Es fácil establecer un lazo entre este relato y las palabras de Jesús sobre el “agua viva” en el Evangelio de Juan (4, 5-42): “Quienquiera que beba del agua que yo le daré … tendrá en él una fuente que brota hasta la vida eterna.” Sería sin embargo erróneo ver en el Evangelio de hoy solamente el tema del agua viva. Este Evangelio es mucho más rico que eso. Encontramos allí varios elementos entrelazados con cuidado. El Evangelio de Juan está construido en efecto en torno a una serie de signos, cada uno es explicado o bien por un discurso o bien por un diálogo. Tenemos aquí dos signos y dos diálogos.

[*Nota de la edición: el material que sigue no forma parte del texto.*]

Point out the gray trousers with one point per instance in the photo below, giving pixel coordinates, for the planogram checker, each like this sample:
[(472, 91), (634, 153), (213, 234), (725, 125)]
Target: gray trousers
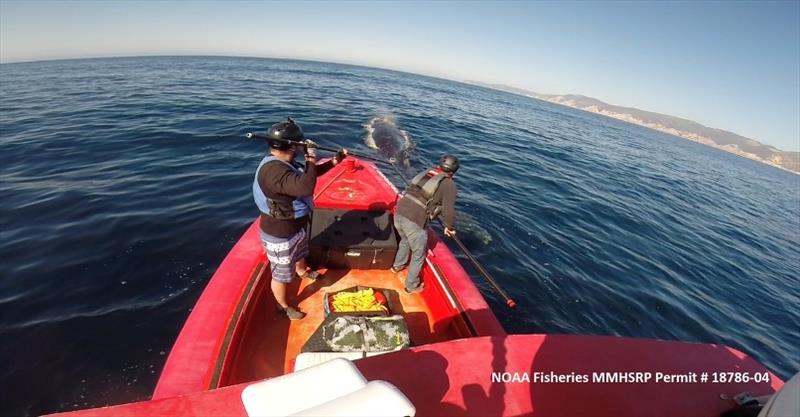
[(414, 239)]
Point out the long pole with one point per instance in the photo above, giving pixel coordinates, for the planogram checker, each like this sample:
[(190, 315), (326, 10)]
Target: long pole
[(297, 143)]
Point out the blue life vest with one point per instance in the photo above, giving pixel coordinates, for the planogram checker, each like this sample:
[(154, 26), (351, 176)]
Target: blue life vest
[(301, 206)]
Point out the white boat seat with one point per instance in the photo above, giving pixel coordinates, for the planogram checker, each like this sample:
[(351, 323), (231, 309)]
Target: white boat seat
[(377, 399), (333, 388), (309, 359)]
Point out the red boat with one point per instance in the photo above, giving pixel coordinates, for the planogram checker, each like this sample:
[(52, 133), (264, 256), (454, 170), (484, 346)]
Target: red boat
[(237, 356)]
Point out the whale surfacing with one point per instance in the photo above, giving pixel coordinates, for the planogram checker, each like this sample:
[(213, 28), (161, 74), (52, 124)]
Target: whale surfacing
[(392, 142)]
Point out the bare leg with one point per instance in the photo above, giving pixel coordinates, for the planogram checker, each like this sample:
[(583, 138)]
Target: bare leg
[(279, 291), (300, 266)]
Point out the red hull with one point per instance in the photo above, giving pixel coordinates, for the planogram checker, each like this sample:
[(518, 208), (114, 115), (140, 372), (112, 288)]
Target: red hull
[(457, 379)]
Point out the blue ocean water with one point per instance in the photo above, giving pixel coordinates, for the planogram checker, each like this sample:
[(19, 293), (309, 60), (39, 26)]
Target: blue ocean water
[(126, 181)]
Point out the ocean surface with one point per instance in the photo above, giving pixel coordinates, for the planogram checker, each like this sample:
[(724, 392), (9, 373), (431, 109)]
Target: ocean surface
[(124, 183)]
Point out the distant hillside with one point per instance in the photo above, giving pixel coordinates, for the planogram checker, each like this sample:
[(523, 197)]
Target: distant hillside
[(687, 129)]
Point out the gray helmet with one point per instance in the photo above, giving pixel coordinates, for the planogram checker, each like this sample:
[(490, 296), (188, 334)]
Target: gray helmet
[(288, 130), (449, 164)]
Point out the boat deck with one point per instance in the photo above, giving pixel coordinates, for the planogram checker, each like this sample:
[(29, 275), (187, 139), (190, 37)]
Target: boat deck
[(273, 346)]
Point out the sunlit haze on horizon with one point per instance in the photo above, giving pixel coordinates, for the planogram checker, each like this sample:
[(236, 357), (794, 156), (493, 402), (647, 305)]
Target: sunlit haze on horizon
[(729, 65)]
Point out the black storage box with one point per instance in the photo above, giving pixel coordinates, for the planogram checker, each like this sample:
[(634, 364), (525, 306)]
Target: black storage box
[(352, 239)]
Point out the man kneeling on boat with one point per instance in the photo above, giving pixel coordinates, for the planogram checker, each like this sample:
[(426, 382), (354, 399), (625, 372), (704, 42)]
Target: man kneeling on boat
[(283, 191), (431, 193)]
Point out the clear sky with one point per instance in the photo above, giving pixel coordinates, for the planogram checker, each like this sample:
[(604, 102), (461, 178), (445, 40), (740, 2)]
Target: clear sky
[(730, 65)]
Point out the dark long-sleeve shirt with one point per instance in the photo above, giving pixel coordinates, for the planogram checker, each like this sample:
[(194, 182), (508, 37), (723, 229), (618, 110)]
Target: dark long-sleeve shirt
[(445, 196), (280, 183)]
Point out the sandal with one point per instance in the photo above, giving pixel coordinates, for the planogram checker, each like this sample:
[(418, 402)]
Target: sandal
[(414, 290)]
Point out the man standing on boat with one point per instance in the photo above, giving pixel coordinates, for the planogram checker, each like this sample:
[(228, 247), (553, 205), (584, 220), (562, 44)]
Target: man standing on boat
[(283, 190), (431, 194)]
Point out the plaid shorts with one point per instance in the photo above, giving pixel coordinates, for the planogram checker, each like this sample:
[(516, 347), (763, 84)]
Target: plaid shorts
[(284, 252)]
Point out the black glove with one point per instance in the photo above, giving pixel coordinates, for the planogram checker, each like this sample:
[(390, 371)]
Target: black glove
[(339, 157)]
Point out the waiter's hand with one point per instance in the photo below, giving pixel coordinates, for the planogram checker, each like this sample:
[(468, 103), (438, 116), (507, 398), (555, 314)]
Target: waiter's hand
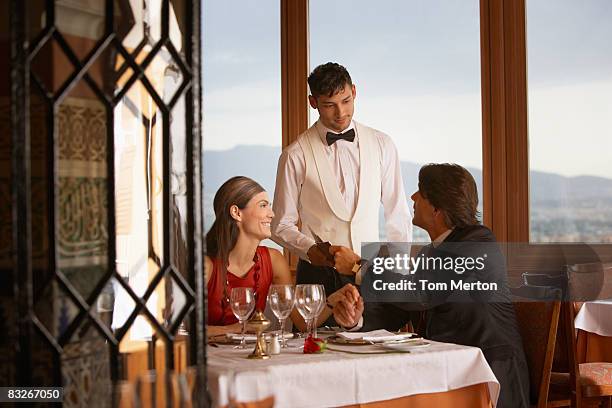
[(344, 259), (348, 306), (317, 257)]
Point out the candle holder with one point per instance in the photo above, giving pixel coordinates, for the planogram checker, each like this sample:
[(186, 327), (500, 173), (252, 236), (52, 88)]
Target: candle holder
[(258, 323)]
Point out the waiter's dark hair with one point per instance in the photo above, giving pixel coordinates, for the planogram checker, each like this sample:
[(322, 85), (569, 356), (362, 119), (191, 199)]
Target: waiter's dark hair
[(223, 234), (452, 189), (328, 79)]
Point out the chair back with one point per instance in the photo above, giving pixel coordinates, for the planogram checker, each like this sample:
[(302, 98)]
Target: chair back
[(565, 360), (538, 323)]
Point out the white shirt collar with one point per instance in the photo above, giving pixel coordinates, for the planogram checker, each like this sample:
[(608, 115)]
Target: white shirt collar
[(323, 130), (441, 238)]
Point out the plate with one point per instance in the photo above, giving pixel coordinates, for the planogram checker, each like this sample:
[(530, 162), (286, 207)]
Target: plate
[(405, 346), (236, 338), (362, 342)]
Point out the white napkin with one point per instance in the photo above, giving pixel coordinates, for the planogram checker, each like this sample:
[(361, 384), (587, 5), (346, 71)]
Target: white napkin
[(375, 335)]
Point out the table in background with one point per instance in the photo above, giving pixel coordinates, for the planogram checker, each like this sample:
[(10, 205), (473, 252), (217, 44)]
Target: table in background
[(439, 375), (594, 324)]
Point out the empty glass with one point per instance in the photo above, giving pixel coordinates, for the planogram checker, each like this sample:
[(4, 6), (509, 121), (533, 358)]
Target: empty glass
[(308, 299), (242, 302), (281, 299)]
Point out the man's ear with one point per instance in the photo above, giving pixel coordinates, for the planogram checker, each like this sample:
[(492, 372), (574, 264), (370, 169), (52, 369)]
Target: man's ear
[(313, 102), (235, 213)]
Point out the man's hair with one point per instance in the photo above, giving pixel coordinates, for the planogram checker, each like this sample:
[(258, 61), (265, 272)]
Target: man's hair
[(452, 189), (328, 79)]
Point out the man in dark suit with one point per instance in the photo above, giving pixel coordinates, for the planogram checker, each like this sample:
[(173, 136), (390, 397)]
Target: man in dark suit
[(446, 207)]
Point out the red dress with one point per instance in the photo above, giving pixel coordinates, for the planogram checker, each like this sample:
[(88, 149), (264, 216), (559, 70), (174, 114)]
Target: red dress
[(259, 277)]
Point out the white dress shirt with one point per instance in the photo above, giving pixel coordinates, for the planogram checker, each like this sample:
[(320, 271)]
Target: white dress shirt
[(344, 159)]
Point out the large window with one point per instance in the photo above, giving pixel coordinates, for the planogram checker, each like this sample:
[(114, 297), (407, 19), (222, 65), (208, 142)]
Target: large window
[(242, 95), (416, 66), (570, 133)]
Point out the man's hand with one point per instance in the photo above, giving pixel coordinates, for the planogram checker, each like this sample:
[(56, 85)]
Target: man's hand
[(347, 306), (344, 259), (317, 257)]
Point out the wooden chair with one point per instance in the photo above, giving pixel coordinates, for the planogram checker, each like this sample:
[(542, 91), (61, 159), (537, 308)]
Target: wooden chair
[(538, 324), (589, 383)]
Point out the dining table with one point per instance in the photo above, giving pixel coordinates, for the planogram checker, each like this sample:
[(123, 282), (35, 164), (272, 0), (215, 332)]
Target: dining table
[(594, 332), (364, 375)]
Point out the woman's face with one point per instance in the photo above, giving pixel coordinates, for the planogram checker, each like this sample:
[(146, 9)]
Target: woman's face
[(256, 217)]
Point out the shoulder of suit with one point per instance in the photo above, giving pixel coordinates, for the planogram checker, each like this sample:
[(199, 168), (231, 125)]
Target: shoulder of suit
[(474, 233), (380, 136)]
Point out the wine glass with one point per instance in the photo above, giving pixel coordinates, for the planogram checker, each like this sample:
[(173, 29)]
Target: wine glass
[(308, 299), (322, 305), (281, 299), (242, 302)]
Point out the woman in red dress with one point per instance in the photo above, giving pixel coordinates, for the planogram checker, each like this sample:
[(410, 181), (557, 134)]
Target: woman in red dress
[(234, 258)]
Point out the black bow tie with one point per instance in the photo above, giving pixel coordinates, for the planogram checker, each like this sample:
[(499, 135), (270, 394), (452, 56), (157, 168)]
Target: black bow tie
[(332, 138)]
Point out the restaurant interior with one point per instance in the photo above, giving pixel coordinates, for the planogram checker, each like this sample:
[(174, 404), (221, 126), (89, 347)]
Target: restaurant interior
[(121, 119)]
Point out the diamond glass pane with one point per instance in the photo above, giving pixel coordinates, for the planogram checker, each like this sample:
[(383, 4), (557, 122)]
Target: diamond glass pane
[(51, 66), (165, 75), (178, 188), (138, 188), (82, 188), (81, 23)]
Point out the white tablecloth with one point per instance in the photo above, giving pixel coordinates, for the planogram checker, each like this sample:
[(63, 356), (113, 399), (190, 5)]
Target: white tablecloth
[(595, 317), (335, 378)]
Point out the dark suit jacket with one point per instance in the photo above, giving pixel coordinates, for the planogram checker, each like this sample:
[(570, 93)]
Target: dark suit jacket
[(488, 323)]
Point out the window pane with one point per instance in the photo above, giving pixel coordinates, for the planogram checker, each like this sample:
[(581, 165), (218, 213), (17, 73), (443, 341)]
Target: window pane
[(570, 133), (242, 96), (414, 81)]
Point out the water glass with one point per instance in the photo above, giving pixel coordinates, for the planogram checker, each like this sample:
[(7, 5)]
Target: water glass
[(242, 301), (281, 299)]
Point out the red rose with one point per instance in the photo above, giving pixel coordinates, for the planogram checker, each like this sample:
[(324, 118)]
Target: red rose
[(314, 345)]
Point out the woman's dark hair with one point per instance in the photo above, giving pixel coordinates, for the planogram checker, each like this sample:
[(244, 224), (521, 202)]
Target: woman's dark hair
[(451, 188), (223, 234), (328, 79)]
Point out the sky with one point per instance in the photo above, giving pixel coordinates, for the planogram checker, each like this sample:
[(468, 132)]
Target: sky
[(416, 65)]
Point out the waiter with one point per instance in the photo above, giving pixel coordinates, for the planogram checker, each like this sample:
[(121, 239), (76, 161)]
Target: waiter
[(333, 179)]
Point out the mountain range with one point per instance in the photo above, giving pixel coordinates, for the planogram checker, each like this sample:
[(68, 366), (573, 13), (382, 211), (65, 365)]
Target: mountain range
[(260, 162)]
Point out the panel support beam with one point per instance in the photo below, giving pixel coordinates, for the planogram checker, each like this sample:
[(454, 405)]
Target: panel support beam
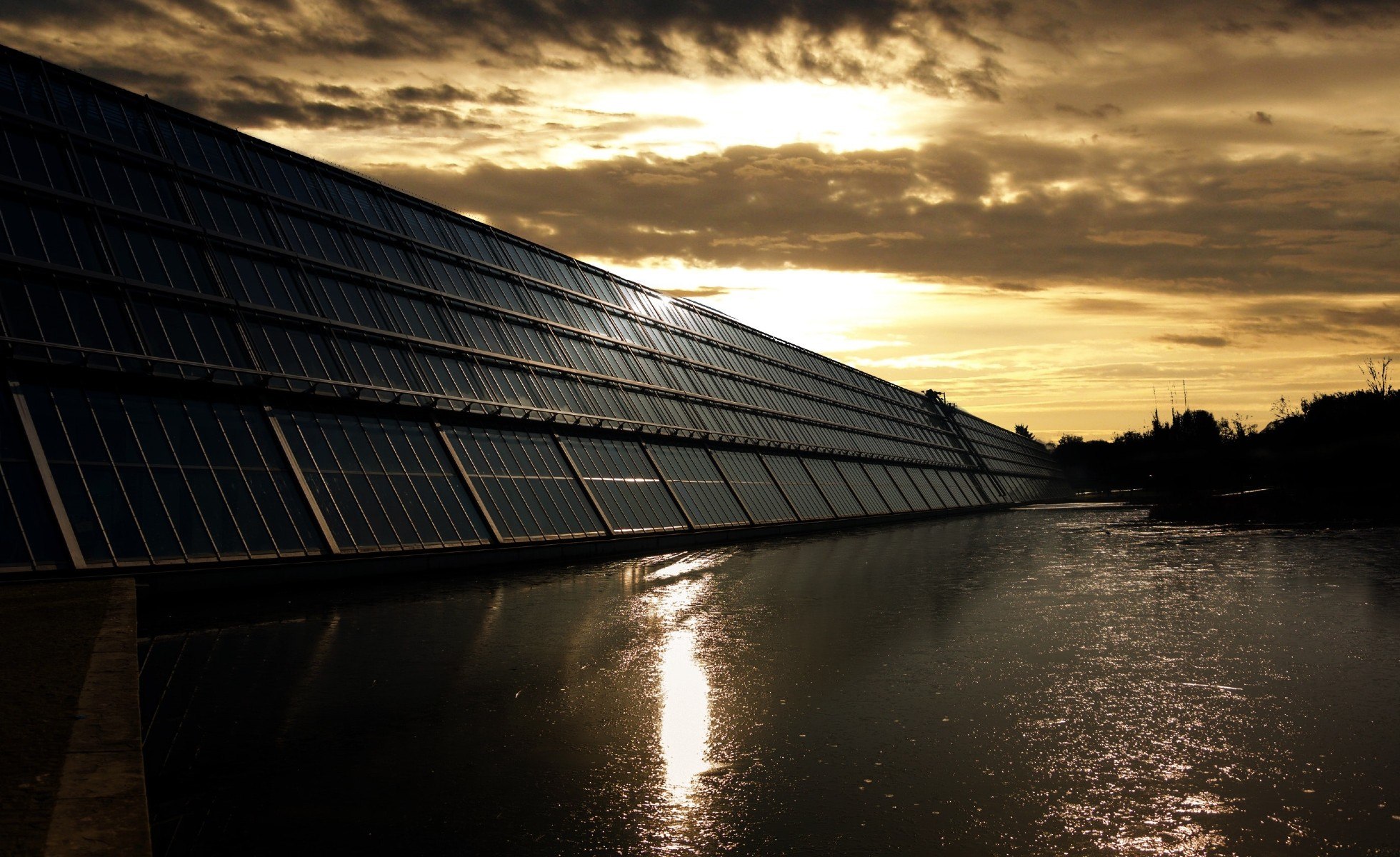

Primero Jesús está cansado y le pide pan a sus discípulos (v. 8). Cuando se lo traen, al final, les hace ver que hay otros alimentos (vv. 31-34). Asimismo, entre estos dos momentos, es decir después de la salida de los discípulos y antes de su vuelta, Jesús pide de beber a la Samaritana (v.7) y cuando le responde a través de una serie de preguntas, le habla de otro tipo de agua (vv. 13-14). Tenemos una transposición semejante cuando pasa de la mención de los cultos materiales -samaritano o judío- a la del culto en espíritu y en verdad (v. 20-24), y también cuando les pide a sus discípulos que miren la cosecha material, para prepararlos para la cosecha espiritual.

La lección es doble. La primera es que no nos debemos preocupar solamente por los alimentos y bebidas materiales o todavía por el culto exterior y por la cosecha, sino que nos debemos preocupar por la bebida espiritual que es el amor de Dios difundido en nuestros corazones por el Espíritu Santo (ver la lectura de san Pablo), y de los alimentos espirituales, que consisten en hacer la voluntad de nuestro Padre, como culto espiritual que consiste en atestiguar la Buena Nueva. Lo cual no significa despreciar o descuidar lo externo sino darle realidad.

La segunda lección, que es sin duda el corazón del mensaje que tenemos aquí, es que estas dos dimensiones – la material y la espiritual – están unidas tan esencialmente la una a la otra, que la segunda no puede existir sin la primera. Es importante observar que Jesús le habla de agua viva solamente a una persona a la cual ha pedido que le de agua natural, para beber; a una mujer, que no hablaban los hombres con las mujeres y además de una sociedad enemiga: samaritana; y Jesús menciona el pan eterno a sus discípulos solamente después de haberlos mandado buscar pan material para apaciguar su hambre física.

Es esta una importante lección para nosotros. Tenemos necesidades materiales y necesidades espirituales, y Dios se ocupa de las dos. Asimismo, nuestros hermanos tienen necesidades materiales y necesidades espirituales, y nos debemos ocupar también de las dos. ¡Si no respondemos a las primeras no podemos pretender atender las segundas debidamente!

María Santísima proclama con su solicitud esta realidad, después de la anunciación no se evade en un ‘pseudomisticismo’ sino que se pone en marcha, con el peligro que implicaba, para visitar y asistir a su prima santa Isabel.

Que Ella en este camino cuaresmal nos enseñe a ordenar las cosas materiales y espirituales con el equilibro que da la limosna y fundamentalmente la caridad, y el ejercicio humano de un diálogo que procura escuchar en serio y comunicarse de verdad.